Choosing Coins To Flip Suppose I have two coins, and I don't know what the probability of getting a heads is with either coin. I flip one 60 times, and get heads 36 times. I flip another 20 times, and get heads 18 times. Which coin should I flip next for the highest probability of getting a heads? And how do I answer this more generally (changing # of flips, heads, and increasing the # of coins and ranking them)?
I tried solving this problem using the Maximum Likelihood Estimation function for the Binomial Distribution, but it doesn't behave in a way that I found useful.
Edit:
The most extreme example would be to consider I have hundreds of coins, some have only been flipped once, and some have been flipped hundreds of times. How do I rank the coins in order to decide which ones would give me the greatest chance of picking heads? The practical situation I'm looking at actually resembles this situation, after some abstraction!

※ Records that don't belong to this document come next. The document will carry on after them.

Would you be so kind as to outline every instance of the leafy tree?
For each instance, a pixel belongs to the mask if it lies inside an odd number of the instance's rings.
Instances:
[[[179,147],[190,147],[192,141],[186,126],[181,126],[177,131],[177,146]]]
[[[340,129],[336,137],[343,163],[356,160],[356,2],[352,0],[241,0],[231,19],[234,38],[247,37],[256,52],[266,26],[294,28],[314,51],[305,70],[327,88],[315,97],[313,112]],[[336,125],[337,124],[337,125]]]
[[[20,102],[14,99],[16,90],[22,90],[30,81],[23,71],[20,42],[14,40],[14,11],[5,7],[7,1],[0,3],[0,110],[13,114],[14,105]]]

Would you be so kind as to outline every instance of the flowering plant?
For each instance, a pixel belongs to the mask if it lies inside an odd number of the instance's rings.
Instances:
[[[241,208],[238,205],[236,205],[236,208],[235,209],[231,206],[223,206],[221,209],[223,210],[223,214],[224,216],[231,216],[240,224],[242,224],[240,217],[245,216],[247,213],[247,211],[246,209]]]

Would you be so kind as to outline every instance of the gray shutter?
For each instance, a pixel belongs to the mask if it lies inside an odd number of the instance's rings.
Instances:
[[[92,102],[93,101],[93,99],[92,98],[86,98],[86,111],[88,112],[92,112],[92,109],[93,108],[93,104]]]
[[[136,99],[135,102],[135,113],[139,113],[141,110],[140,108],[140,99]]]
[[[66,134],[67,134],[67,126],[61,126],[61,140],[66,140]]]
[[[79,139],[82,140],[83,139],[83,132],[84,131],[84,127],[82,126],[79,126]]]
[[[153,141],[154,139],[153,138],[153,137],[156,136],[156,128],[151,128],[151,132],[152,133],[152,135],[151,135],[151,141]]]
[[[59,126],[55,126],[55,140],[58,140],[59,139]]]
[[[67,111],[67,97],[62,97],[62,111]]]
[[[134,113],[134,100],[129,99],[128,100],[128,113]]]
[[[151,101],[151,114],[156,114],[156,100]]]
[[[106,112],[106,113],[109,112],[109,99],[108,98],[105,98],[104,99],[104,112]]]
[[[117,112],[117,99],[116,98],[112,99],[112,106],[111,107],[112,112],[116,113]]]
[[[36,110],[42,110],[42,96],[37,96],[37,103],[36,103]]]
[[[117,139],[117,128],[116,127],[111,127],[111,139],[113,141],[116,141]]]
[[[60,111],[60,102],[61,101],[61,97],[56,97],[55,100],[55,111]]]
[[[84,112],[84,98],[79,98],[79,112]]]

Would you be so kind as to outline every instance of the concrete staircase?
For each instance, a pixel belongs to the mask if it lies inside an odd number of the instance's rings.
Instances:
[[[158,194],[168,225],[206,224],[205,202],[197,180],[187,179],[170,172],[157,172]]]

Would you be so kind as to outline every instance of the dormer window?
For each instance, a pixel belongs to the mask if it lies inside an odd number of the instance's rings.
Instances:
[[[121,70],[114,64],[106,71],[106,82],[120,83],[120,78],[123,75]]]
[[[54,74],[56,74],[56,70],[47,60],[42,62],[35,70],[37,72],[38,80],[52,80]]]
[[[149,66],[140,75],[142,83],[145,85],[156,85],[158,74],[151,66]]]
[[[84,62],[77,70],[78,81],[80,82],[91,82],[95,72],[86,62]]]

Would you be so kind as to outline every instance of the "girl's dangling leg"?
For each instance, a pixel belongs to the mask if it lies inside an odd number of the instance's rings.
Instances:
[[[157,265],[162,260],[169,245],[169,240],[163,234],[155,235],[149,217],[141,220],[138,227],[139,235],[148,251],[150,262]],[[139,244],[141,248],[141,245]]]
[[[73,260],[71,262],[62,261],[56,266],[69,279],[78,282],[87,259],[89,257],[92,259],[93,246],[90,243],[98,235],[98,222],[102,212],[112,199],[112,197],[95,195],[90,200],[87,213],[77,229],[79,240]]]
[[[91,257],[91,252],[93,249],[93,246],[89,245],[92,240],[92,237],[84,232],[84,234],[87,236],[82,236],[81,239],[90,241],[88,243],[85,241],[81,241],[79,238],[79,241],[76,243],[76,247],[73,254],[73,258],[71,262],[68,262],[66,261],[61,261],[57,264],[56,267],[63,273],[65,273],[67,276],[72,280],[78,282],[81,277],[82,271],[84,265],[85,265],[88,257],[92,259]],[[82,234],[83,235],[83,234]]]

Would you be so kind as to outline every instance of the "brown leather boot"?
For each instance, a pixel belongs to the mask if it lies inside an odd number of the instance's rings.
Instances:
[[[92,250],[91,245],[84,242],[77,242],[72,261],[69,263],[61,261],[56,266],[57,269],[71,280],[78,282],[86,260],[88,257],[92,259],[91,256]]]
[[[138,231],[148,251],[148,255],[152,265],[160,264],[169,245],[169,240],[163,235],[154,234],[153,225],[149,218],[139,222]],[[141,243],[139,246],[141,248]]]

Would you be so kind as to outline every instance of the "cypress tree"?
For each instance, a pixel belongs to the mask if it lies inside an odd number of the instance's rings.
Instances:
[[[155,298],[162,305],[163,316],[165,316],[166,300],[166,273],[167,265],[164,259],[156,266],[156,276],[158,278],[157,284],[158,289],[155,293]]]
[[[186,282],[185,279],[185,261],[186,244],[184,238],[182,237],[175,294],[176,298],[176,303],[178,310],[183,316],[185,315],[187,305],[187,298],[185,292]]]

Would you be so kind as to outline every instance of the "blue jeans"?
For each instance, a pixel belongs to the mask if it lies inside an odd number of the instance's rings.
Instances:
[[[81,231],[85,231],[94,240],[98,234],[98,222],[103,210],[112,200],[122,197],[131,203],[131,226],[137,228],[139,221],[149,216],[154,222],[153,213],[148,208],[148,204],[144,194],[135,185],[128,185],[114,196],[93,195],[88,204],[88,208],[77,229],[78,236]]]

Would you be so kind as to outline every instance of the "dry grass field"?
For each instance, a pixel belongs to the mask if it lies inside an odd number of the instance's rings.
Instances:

 A: To answer this question rigorously, you need some sort of prior belief about the types of coins in the world.
To illustrate this, consider the extreme example provided by lulu in a comment to this answer:

suppose I flipped one coin a million times and it came up $H$ all but once. And then I flipped a second coin once and got $H$.

Suppose first that your prior belief about the world is that there are only two types of coins: fair coins and 100%-heads coins. With respect to this belief, we can be certain that the first coin is fair, and so it would be correct to prefer the second coin, which could be 100%-heads, and thus guaranteed to be at least as good as the first one.
However, if we modify our belief about the world to the belief that any given coin in the world has a heads-probability that uniformly falls in the range $[0, 1]$, then the first coin would be the better bet. I'll omit an exact calculation here. This similar question should give some hints on what the calculation would look like - there would be a (double)-integral over a triangular region under the line $y=x$ involved if trying to compute the probability that one coin is more biased than the other.
If you are not sure about the exact prior belief that underlies your problem, then you may be interested in some of the general strategies that appear in the multi-armed bandit literature. The multi-armed bandit problem supposes that you are given access to $n$ slot machines, and that at each step you choose a machine to play. At each subsequent step, you want to utilize the data you have seen so far in your ever-growing sample-size to determine which machine to play/replay next. This has a similar flavor to your problem, and the link lists some strategies, some of which have been proven to be optimal in some sense given various assumptions. A difference between the optimization task in the multi armed bandit context and yours is that in the multi armed bandit context, you are faced with a tension of exploration (gather more data) vs exploitation (maximize based on data seen so far), while in the way you phrased your problem, it sounds like the exploration phase is complete.
If you do a Google search for "multi armed bandit weighted coins", you get a variety of links similar to your problem of interest.